# How to have more consistency in "frameless" "bareback" shooting



## Volp (Aug 25, 2014)

Hi all!

This is a very looooooooooong "how to" video!!! the longest I ever made, but sometimes to explain things we need time and with my "english" well I need a lot of time! 
I wanted to share with you some of mine personal "secrets" that I discovered in my trip in the Frameless's world. 
In the first part of the video I tried to explain this two techniques to improve the consistency. The second part of the video is shooting, a lot of shots just to show how consistent this technique can be with practice.

Thanks a lot for your time

Volp


----------



## M.J (Nov 1, 2010)

Great video! I have already learned much from your videos, your skill at communicating ideas even with limited use of language is impressive! You and Don Arturo are my biggest inspirations 
I have been using this frameless style for a few days and have not wanted to pick up a frame since I figured it out


----------



## Volp (Aug 25, 2014)

M.J said:


> Great video! I have already learned much from your videos, your skill at communicating ideas even with limited use of language is impressive! You and Don Arturo are my biggest inspirations
> I have been using this frameless style for a few days and have not wanted to pick up a frame since I figured it out


Thanks a lot Michael! I don't have words to tell you Thanks enough! I really appreciate your words man....thanks!

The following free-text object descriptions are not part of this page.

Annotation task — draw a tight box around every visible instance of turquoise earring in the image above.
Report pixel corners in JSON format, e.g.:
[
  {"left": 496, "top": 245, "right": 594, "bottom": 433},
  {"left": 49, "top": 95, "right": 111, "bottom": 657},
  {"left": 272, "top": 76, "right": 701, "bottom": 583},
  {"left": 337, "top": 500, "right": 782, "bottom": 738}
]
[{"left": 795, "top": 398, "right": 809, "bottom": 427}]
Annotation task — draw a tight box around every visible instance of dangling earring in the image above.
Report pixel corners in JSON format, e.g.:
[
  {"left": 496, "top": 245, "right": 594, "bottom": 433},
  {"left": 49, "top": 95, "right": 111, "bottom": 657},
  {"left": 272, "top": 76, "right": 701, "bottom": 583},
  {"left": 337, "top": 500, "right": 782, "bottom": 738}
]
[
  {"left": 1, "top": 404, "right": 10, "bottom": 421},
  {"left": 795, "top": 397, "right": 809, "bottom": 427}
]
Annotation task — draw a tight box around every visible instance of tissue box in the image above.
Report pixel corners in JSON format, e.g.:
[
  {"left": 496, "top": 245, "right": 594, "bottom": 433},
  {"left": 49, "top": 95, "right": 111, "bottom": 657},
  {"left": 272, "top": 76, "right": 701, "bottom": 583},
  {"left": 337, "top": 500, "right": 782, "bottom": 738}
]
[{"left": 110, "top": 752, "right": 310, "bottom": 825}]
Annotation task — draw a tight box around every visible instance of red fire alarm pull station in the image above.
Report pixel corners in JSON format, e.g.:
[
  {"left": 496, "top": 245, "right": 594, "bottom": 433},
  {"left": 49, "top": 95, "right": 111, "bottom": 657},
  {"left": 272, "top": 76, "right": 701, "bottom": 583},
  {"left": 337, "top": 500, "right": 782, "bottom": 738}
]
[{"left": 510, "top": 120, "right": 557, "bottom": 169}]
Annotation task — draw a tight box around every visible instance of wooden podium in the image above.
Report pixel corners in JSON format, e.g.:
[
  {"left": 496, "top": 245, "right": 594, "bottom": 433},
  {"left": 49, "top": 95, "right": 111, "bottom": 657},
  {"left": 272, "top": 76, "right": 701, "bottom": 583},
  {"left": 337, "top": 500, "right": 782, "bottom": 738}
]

Yep, my vocabulary is not very big 

You are living what I am living..........the same thing!........I don't want to pick a frame anymore since you can do everything without it! 

Thanks again Michael!

Take care and I will wait for one of your new videos 

Ciao


----------



## NaturalFork (Jan 21, 2010)

Excellent video!


----------



## M.J (Nov 1, 2010)

I hope you don't mind me sharing my video here, I don't want to take away from your post. This is a result of your teaching


----------



## Charles (Aug 26, 2010)

Nicely done, guys!!!

Cheers ...... Charles


----------



## Volp (Aug 25, 2014)

M.J said:


> I hope you don't mind me sharing my video here, I don't want to take away from your post. This is a result of your teaching


Man! I don't mind at all!! It is a honor for me!! Great shooting and I like your way to hold the bands. 
I agree with everything you said in your video.

Take care!!

Volp


----------



## CornDawg (Sep 27, 2015)

What makes it worth the risk? I mean geez, MJ's doing it butterfly now...

You guys ever catch one?


----------



## M.J (Nov 1, 2010)

What makes any of it worth the risk?
When you first start shooting, your chances are about 50/50 that you're going to shoot your hand. But then you figure it out.
Shooting pfs is almost a guarantee of shooting yourself in the hand while you learn. But then you figure it out.
Once you are proficient with a pfs you're able to shoot bareback.
As long as you believe you are...


----------



## CornDawg (Sep 27, 2015)

...but you're still a young man. Nerve damage to an *index* finger would be disastrous for one of my table tennis prowess, and stuff.

And no, this can't be a "because it's there" type answer, because there are simply too many dynamite frames.

And yes, I noticed you dodged the question and poor Volp is hand bandaged like a mummy...

How big will you go on ammo?


----------



## M.J (Nov 1, 2010)

No, I have yet to hit my hand with any sort of bareback shooting, which I've been practicing on and off for a little over a year.
The reason, for me, is that it's the purest connection to the shot. A frame is a layer of insulation by comparison. I've always been more about the shooting than the slingshots and this feels like what I've been working towards since I started at this game almost 6 years ago.
Using the other bareback style, pulling both bands back together over the index finger with the hand in a fist, I've shot everything from 1/4" steel to 50cal lead and rocks. With the style illustrated above I almost always shoot 3/8" steel.


----------



## CornDawg (Sep 27, 2015)

Well, I gotta give you purity. And since I can apply that concept to other 'target' activities, but not yet to this one- I'll yield the point.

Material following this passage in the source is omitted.